Before the plane crash, I didn’t really have a direction in my life. I didn’t really know where I was going or what I was doing. I was working a deadbeat job and living paycheck to paycheck, doing drugs, moving from relationship to relationship. I had no real purpose and not real meaning. I was searching.
I don’t know if you’ve ever had a relative on their deathbed, but I remember as an eight-year old boy, seeing an uncle very close to death. And this uncle, he loved his World War 2 stuff, and he had all of these stores, and as much as I loved this uncle, seeing him on his deathbed was weird for me as an eight-year old boy because all of a sudden this uncle was no longer talking about all of his stuff. He was no longer talking about himself.

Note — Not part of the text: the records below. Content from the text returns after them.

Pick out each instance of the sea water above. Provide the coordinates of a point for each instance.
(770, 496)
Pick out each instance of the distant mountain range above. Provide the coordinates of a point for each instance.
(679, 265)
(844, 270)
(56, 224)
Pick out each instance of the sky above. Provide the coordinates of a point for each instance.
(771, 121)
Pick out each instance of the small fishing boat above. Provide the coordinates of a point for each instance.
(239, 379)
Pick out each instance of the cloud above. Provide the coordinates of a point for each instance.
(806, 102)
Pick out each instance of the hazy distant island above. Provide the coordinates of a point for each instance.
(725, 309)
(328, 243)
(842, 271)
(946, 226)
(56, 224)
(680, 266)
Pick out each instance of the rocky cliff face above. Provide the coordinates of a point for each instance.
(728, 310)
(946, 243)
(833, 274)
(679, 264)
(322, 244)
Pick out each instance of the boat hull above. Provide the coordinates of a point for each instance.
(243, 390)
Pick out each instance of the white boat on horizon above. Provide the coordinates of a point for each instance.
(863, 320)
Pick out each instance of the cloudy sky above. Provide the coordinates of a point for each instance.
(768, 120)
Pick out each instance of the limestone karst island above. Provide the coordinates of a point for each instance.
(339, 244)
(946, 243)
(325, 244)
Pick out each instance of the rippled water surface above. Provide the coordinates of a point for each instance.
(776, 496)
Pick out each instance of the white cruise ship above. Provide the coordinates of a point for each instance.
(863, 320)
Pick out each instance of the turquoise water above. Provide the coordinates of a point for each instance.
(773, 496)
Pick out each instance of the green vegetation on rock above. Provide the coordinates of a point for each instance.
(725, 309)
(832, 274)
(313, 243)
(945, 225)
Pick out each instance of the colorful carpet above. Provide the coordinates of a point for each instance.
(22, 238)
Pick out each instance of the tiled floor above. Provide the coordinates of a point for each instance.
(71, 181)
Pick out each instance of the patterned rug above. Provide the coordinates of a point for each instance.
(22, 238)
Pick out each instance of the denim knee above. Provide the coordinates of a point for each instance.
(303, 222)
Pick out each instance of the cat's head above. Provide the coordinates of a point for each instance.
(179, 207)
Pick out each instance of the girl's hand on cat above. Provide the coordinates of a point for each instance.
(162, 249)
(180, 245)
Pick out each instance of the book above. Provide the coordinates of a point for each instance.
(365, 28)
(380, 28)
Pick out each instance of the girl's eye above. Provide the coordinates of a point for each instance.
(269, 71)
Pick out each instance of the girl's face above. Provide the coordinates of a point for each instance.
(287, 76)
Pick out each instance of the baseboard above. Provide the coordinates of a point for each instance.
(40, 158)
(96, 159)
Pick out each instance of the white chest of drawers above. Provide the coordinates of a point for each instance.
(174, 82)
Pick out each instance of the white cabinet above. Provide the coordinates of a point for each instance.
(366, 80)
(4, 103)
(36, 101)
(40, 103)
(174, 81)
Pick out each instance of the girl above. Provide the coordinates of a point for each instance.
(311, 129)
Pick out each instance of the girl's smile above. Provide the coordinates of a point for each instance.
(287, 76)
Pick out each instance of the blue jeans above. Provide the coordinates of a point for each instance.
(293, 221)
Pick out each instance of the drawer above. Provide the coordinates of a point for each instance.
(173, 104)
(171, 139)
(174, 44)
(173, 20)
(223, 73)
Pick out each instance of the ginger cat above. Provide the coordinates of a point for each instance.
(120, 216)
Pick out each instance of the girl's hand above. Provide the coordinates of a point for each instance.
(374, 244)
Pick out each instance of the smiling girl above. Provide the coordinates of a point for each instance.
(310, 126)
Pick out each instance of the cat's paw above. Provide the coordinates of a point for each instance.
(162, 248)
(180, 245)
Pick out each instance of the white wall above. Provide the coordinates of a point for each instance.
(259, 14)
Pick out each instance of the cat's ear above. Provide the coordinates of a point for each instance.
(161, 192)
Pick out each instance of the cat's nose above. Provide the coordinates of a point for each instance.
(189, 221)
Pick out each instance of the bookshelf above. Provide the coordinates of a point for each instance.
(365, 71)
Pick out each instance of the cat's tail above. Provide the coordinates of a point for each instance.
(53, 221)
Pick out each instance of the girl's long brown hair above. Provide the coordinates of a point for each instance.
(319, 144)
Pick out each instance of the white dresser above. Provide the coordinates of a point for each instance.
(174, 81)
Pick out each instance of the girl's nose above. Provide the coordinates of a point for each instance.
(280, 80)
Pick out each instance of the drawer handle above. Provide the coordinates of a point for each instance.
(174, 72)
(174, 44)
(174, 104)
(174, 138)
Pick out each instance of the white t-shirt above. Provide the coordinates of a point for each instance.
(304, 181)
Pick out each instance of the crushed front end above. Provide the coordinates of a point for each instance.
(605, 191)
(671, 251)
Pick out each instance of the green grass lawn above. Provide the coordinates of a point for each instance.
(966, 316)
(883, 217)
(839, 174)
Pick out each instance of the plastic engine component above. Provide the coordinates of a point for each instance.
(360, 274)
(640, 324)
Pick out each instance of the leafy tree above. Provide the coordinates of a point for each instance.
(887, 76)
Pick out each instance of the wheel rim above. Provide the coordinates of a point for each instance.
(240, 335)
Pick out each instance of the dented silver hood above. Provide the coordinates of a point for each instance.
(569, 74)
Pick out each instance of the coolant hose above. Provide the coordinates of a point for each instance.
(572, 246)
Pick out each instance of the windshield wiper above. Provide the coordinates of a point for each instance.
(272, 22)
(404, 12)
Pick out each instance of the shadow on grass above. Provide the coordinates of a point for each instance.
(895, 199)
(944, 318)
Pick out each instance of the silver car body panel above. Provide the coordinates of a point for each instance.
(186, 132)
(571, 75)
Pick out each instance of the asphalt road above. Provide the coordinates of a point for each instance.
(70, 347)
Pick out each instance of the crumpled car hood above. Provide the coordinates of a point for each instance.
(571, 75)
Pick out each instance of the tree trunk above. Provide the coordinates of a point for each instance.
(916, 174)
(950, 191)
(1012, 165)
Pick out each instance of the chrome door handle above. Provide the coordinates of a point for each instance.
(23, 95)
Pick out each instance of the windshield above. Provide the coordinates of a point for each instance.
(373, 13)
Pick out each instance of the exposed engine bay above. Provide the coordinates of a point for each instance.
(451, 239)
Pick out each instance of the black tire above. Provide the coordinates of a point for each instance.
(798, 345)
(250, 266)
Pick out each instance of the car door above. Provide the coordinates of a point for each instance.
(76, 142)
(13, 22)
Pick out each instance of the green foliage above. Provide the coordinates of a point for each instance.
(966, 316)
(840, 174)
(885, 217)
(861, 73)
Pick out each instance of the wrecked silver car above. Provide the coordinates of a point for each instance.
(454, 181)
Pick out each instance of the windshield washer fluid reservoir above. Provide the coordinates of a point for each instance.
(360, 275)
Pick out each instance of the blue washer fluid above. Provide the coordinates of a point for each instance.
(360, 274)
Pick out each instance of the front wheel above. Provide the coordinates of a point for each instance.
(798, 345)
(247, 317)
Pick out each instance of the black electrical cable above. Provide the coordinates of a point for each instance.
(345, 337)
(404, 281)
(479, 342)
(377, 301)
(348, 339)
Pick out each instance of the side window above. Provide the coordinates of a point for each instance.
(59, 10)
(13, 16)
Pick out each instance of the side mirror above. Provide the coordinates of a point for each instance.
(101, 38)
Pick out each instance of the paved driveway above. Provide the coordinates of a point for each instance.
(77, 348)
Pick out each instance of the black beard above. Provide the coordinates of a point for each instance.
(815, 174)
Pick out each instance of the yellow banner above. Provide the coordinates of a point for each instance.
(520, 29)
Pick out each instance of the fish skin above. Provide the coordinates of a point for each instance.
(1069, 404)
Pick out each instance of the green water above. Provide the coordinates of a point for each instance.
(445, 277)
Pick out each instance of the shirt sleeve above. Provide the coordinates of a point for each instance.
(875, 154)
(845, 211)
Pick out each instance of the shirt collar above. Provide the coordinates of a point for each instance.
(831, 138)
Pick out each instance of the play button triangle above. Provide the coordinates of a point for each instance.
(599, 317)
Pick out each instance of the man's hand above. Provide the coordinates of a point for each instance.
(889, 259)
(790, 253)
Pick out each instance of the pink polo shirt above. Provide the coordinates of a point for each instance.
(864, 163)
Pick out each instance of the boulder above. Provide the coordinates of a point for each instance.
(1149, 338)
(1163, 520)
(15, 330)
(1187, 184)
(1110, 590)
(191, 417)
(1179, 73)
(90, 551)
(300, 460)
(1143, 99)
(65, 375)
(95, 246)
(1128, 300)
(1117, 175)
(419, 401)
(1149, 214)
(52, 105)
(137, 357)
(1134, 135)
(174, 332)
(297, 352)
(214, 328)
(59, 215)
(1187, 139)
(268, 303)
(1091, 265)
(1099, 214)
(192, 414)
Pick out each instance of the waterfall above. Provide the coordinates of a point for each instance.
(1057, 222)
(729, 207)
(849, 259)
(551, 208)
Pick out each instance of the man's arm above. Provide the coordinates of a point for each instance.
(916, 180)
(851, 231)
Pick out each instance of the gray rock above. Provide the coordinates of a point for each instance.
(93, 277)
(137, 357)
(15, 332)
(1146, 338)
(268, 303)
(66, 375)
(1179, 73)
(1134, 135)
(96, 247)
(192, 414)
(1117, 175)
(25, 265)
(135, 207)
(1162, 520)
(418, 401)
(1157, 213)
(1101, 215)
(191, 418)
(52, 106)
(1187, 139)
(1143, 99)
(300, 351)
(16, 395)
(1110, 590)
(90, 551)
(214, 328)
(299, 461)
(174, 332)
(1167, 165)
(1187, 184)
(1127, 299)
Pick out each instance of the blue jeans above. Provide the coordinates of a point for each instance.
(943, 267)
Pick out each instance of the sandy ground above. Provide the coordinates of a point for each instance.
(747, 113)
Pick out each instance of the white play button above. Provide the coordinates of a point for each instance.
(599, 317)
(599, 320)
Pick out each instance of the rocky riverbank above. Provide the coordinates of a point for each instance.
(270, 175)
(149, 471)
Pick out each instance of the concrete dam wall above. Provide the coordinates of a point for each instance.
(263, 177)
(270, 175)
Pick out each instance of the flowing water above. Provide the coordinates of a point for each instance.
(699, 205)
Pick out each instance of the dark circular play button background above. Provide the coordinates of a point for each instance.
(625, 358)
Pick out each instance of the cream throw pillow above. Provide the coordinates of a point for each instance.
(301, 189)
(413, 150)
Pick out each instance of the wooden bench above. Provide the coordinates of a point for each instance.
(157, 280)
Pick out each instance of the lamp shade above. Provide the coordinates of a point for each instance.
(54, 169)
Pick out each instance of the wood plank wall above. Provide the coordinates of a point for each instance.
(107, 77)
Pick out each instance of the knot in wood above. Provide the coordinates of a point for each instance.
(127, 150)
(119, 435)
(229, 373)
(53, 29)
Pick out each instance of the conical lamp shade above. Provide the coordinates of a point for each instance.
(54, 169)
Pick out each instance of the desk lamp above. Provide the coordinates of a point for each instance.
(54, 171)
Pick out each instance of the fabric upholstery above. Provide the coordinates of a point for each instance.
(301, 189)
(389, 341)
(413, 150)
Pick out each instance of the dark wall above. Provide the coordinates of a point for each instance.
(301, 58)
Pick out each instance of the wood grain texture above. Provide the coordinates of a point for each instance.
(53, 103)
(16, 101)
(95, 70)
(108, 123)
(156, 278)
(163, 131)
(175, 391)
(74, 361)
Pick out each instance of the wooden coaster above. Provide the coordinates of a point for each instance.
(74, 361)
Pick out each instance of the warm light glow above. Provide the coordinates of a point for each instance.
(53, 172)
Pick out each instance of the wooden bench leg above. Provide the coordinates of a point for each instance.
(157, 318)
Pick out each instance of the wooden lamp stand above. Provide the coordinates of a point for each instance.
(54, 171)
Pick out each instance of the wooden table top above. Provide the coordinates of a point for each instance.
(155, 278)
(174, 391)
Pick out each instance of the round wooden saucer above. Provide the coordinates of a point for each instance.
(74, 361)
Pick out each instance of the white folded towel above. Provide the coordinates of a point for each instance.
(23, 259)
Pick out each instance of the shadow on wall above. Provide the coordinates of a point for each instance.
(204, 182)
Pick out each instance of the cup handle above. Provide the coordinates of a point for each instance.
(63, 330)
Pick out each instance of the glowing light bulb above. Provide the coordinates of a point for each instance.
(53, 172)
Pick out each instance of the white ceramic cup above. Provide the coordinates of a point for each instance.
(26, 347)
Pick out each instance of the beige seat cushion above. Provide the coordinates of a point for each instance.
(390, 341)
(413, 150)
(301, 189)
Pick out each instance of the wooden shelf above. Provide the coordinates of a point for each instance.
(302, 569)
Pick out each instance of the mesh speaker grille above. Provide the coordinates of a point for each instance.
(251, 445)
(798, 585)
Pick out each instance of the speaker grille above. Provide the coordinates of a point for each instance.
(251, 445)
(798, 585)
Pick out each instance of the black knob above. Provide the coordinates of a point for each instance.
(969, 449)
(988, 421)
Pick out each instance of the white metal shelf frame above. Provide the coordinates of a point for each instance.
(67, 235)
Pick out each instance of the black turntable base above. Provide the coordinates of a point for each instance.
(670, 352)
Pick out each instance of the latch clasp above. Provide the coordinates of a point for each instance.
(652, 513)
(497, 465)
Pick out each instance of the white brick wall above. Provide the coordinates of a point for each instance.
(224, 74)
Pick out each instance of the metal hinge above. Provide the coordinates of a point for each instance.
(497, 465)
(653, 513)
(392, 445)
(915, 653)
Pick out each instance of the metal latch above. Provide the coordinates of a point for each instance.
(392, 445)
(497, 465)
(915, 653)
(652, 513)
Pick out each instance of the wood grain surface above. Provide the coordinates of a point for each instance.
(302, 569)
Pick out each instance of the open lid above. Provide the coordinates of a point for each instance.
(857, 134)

He only wanted to talk to the people who he loved and the friends who he had shared life with. And this uncle who never wanted to talk about God, all of a sudden, in his last moments of life, all he wanted to talk about was God.
Coming back to my story, as the propellers slowed down and I felt my stomach go to my chest, and as I closed my eyes and reached out my legs and started hearing the sound of the wings hitting the trees, and as the plane crashed—to wake up to a second chance at life and to wait for six hours for search and rescue—the memory of my uncle came back to me. And I was kind of in the place of my uncle, where all of a sudden, life’s meaning became abundantly clear.
After the plane crash, my life is far different. My priorities are completely changed. Jesus is truly my treasure, and as I treasure Jesus I just feel like there’s such a comfort in that, in just knowing that you’re loved by God—that God isn’t some scary guy up in the clouds. He is a father, and because of a real relationship with a real God—Jesus—there is this overwhelming sense of contentment. And Jesus loves me. I’m love by God!